Freedom Seder – A Weekly Letter From Rabbi Davis – April 19, 2019
Since returning from the Beth El civil rights trip to south, I’ve been sharing insights from the trip. Allow me to share one final, short thought in preparation for Pesach.
In 1965, a newly published Haggadah was dedicated to the memory of James Chaney, Andrew Goodman and Michael Schwirmer. They were three civil rights activists from the north who were murdered in Mississippi by the Klan the previous year. We learned about these three at the civil rights museum in Atlanta and about many others who risked and in some cases, gave their lives for the cause of freedom.
Of course, we shouldn’t romanticize and think that all Jews were on the right side of history like Goodman and Schwirmer (Chaney was their local, African American contact). We learned in the synagogue in Selma that some local Jews joined the march. Others were segregationists and part of the Klan. But the majority just tried to keep their heads down because they were scared. Remember, there had been a bombing of a synagogue in Atlanta and two attempted bombings in Birmingham synagogues. Jews didn’t want to draw attention to themselves or loose their livelihood. So, they mostly went about their daily lives. It’s easy for us to judge them. But harder to say what we would have done in their situation.
Our tour guide, Ronnie Leet, was one such Jew. In his 60s, he is the youngest of Selma’s remaining four Jews. We met him at the synagogue, Mishkan Israel that he is hoping to preserve.
Leet told us his story: Growing up in an all-white grade school, he had little interaction with the black community. His family owned a small business and when the marches started, he parents told him to keep a low profile. It wasn’t until he went away to college that he gained a new perspective on how he had been living. When he came home from school for winter break, his mother asked him to give their black maid a ride home. When she went to get in the back seat of the car, he told to her, “No, you can sit here, in the front seat.” To us, such a small act sounds obvious and trivial in the face of racial terror. But to the maid, it was a simple recognition of her humanity. And for Leet, it represented a change of heart and a challenge to the status quo.

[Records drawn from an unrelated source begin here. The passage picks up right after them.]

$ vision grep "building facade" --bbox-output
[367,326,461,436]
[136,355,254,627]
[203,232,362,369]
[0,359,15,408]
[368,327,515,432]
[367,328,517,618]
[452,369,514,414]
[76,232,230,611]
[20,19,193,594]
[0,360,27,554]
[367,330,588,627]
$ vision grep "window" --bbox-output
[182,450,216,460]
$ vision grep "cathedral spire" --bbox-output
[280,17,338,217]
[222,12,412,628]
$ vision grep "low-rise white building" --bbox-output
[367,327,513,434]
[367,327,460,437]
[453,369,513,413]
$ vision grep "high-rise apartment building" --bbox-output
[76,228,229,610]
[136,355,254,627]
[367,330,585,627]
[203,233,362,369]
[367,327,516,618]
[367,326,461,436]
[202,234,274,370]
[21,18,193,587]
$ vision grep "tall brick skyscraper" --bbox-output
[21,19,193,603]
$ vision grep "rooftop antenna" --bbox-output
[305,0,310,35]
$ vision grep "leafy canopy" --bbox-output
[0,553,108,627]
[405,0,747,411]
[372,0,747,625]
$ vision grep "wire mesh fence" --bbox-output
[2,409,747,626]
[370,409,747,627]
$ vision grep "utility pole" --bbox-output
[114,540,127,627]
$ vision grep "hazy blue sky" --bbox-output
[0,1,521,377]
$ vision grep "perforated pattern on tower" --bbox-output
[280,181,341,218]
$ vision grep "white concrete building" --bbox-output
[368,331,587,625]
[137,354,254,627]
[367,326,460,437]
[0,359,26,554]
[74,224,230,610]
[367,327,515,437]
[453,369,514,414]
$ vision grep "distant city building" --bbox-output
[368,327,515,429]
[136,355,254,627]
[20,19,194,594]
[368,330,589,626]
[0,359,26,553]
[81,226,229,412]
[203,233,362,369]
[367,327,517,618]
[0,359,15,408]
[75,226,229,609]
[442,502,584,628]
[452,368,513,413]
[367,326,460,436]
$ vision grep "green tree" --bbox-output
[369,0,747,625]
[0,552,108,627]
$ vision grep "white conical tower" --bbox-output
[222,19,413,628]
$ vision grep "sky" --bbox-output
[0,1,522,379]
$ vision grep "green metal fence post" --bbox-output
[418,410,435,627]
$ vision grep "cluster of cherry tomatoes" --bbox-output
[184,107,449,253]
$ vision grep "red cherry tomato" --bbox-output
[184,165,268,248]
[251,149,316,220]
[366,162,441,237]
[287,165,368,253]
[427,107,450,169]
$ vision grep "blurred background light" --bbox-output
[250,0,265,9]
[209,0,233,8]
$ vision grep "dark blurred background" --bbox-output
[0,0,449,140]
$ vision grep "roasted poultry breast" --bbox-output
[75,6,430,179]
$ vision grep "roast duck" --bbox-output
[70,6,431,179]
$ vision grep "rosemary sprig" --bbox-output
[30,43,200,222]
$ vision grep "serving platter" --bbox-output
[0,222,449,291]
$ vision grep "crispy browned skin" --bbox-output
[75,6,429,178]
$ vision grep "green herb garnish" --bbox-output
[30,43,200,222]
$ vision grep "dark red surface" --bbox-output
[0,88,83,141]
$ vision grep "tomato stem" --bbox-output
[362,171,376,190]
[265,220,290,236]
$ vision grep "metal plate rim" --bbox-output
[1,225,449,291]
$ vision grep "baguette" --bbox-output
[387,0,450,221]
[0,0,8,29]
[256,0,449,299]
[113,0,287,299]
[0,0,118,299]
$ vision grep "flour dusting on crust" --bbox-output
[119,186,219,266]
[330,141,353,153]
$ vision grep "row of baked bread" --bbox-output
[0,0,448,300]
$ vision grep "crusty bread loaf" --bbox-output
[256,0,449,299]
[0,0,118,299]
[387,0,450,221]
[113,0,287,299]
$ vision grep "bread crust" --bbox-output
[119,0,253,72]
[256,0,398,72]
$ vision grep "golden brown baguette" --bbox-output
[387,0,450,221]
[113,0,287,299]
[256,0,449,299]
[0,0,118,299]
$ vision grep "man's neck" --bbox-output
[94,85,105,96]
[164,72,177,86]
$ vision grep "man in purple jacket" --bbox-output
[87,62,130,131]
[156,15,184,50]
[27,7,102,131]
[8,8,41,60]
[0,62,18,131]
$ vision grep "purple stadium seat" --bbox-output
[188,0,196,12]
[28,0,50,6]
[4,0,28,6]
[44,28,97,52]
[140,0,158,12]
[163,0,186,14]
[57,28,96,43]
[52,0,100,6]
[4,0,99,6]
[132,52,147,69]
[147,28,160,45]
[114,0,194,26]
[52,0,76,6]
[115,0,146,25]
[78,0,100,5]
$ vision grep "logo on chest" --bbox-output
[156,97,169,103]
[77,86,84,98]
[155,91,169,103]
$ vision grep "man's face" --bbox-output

We might not all be brave enough like Chaney, Goodman and Schwirmer to risk our lives. But sometimes even small acts can make a difference and demonstrate our values.
The Haggadah dedicated to the “Freedom Summer murders” asks participants to remember that they were once slaves and to “hold high the torch of liberty and rededicate themselves to the never-ending battle for freedom.” Most striking is its conclusion. At the end of the seder, we say, “Next year in Jerusalem.” This Hagaddah, however, changes the language and has everyone say, “L’shana haba b’nai chorim. Next year may we all be the children of freedom.” In other words, in this hagaddah, the seder ends with the recognition that people are still not free. It ends with the reality of injustice but with the hope of redemption. That was true in 1965 and it remains true today.
May the seder inspire us each in our own way to invite those who face discrimination to move up to the front seat to sit beside us.